Le ton des discours se durcit
Cependant, si l’espoir de battre Erdogan a donné un certain dynamisme à la campagne, des préoccupations demeurent. Un mois avant le scrutin, des tirs ont visé un local du Bon Parti, parti d’opposition provenant de l’extrême droite, et des douilles ont été trouvées près d’un bureau du CHP. Plus récemment, c’est le mouvement kurde qui a été visé par une opération dite « antiterroriste » : plus de 150 personnes ont été arrêtées et un tiers d’entre elles a été placé en détention provisoire. Parmi elles, figurent des avocats, des responsables d’ONG, des artistes et des journalistes présumés être en lien avec le PKK.

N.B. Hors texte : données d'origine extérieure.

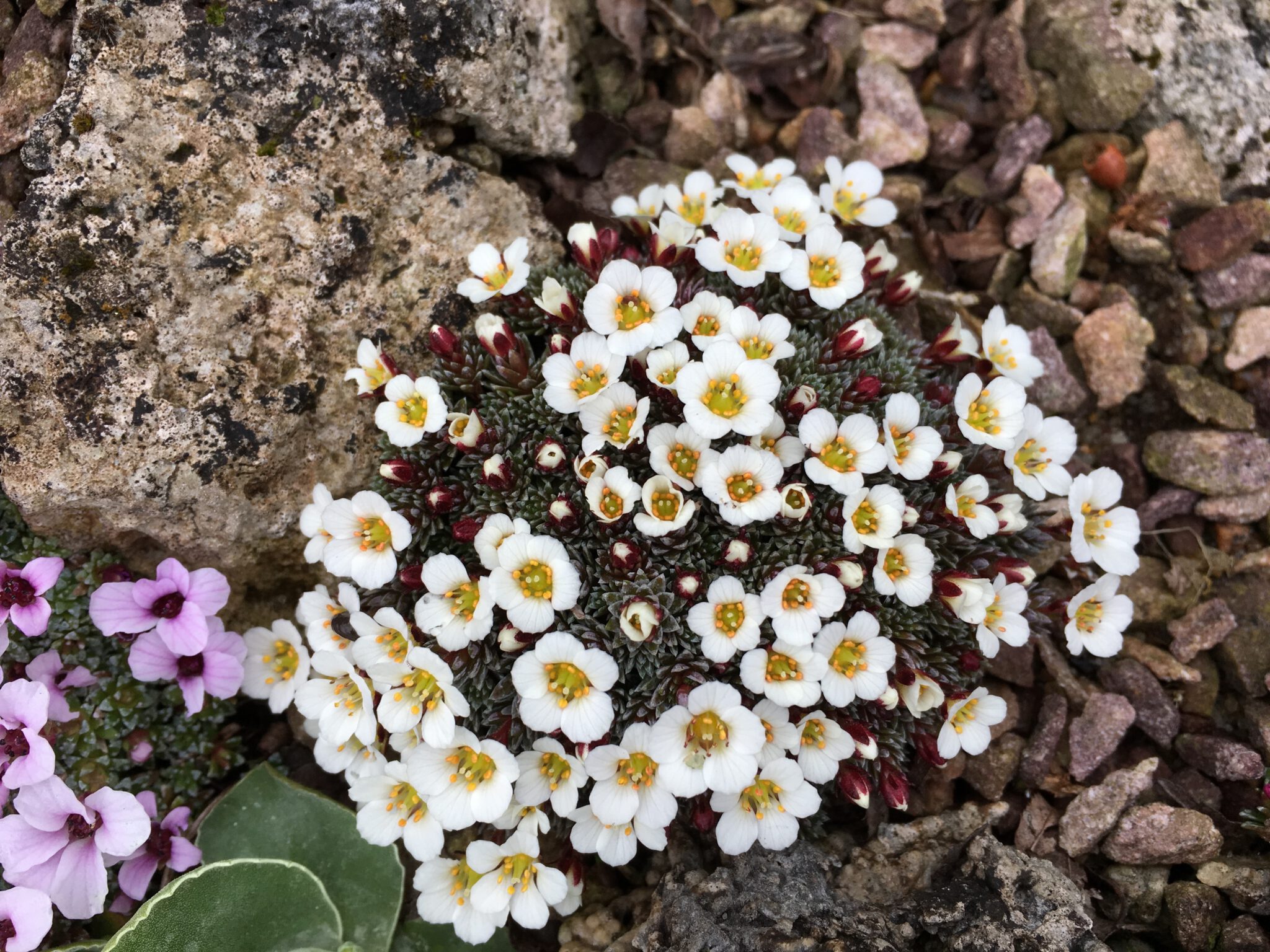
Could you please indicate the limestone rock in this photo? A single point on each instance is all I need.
(182, 293)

Le ton des discours se durcit aussi. Le ministre de l’Intérieur et candidat aux législatives, Süleyman Soylu, dont les liens intimes avec la mafia avaient été révélés l’année dernière, a comparé les élections à la tentative de putsch de 2016 : « C’est clair, le 14 mai 2023 est une tentative de coup d’État politique de l’Occident. Ce qu’ils n’ont pas réussi à faire avec le putsch, ils le tentent maintenant avec les élections ». Mais les éléments de langage associant l’opposition au terrorisme et au putschisme, utilisés à outrance, ne semblent plus fonctionner en faveur du camp présidentiel, après 22 ans de pouvoir.